The Man Who Knew Too Much — The National Film Theatre, having finished with the great comedians or the silent days, now turns its attention to the work of Mr. Alfred Hitchcock. A seven weeks' season has been planned; each programme will include one feature film, shown in its entirety, together with a number of excerpts from other films of his. There is, of course, a ready-made label inscribed "Master of Suspense" at hand for criticism to tie round Mr. Hitchcock's neck, and it is difficult to see how the description can be bettered. Over a long period of time, since The Lodger in 1926, Mr. Hitchcock has indeed shown himself a master in manipulating the twin sensations of fear and suspense. He is more in sympathy with the Buchan type of adventure-thriller than with the pure detective story worked out with cross-word puzzle neatness, and he has frequently made up for the essential artificiality of his material by his expert knowledge of the resources and limitations of the medium in which he works.

The Man Who Knew Too Much made in 1935, which opens the programme with extracts from The Lady Vanishes, is typical good Hitchcock and survives the passing of time remarkably well.

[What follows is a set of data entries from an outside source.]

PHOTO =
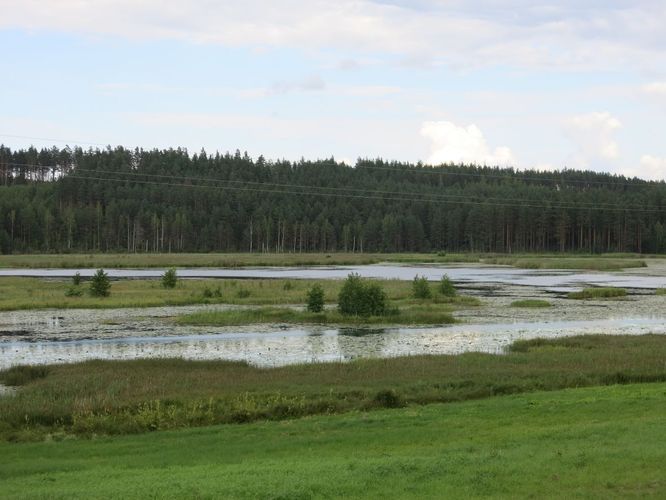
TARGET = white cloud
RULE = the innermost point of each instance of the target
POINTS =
(310, 84)
(651, 167)
(568, 33)
(454, 144)
(655, 88)
(593, 135)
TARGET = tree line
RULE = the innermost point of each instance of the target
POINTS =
(123, 200)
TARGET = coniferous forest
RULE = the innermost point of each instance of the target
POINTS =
(117, 199)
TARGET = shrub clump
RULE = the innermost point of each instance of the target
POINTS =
(170, 278)
(446, 287)
(315, 299)
(388, 399)
(421, 288)
(100, 285)
(359, 298)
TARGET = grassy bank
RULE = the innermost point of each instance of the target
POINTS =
(531, 303)
(587, 443)
(414, 315)
(36, 293)
(598, 293)
(116, 397)
(605, 262)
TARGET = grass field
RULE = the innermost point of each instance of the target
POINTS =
(120, 397)
(579, 443)
(36, 293)
(604, 262)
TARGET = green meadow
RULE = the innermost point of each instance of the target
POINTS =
(600, 442)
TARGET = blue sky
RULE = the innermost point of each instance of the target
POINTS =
(519, 83)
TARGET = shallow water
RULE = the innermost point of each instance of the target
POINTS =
(551, 279)
(276, 347)
(70, 335)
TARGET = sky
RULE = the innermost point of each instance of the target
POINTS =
(527, 84)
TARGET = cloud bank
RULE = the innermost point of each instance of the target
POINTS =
(454, 144)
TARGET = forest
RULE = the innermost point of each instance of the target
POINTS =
(123, 200)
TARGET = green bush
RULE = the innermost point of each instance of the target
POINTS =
(446, 287)
(315, 299)
(170, 278)
(421, 288)
(358, 298)
(23, 374)
(100, 286)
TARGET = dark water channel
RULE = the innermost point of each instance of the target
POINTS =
(552, 279)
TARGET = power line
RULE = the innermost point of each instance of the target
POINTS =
(444, 197)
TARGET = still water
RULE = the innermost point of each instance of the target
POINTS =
(275, 346)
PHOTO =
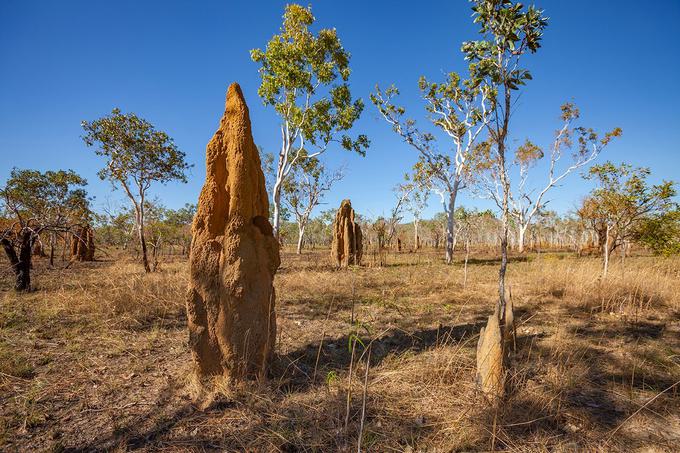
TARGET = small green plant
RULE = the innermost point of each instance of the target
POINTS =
(331, 378)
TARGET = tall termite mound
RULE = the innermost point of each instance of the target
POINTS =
(347, 247)
(82, 244)
(490, 372)
(234, 256)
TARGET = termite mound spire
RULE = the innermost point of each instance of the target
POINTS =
(234, 256)
(347, 246)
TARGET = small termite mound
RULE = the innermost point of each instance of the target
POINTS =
(347, 246)
(490, 370)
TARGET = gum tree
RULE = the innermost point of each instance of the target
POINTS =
(508, 32)
(53, 202)
(304, 190)
(525, 199)
(457, 107)
(305, 79)
(137, 155)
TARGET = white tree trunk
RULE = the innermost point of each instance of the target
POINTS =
(301, 233)
(606, 254)
(521, 232)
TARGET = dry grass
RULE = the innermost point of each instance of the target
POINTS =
(97, 359)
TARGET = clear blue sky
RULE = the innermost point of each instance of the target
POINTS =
(171, 62)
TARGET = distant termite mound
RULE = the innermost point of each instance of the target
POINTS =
(82, 244)
(347, 247)
(234, 256)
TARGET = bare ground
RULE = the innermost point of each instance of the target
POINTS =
(97, 359)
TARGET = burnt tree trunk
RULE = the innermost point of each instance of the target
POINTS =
(21, 264)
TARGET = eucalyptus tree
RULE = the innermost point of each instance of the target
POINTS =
(621, 203)
(51, 202)
(305, 79)
(460, 109)
(525, 199)
(509, 31)
(402, 192)
(137, 155)
(304, 189)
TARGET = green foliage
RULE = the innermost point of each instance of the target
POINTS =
(661, 233)
(625, 203)
(305, 78)
(51, 199)
(134, 150)
(508, 31)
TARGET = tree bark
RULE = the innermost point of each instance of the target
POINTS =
(521, 231)
(450, 225)
(606, 253)
(21, 264)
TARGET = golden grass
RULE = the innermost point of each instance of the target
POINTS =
(97, 358)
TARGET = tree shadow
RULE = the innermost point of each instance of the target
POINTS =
(295, 370)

The tricks, if indeed it is fair to describe as tricks the results of a technique in cutting which would not disgrace the Russians, prove as effective as ever, and the final sequence, which recalls the battle of Sidney Street, is a triumph. Leslie Banks supplies the Bulldog Drummond element in the story, Mr. Hugh Wakefield, as a distant relation of Bertie Wooster, gives him Woosterish support, and Mr. Peter Lorre, as the villain, proves that Hollywood never made the best of his abilities.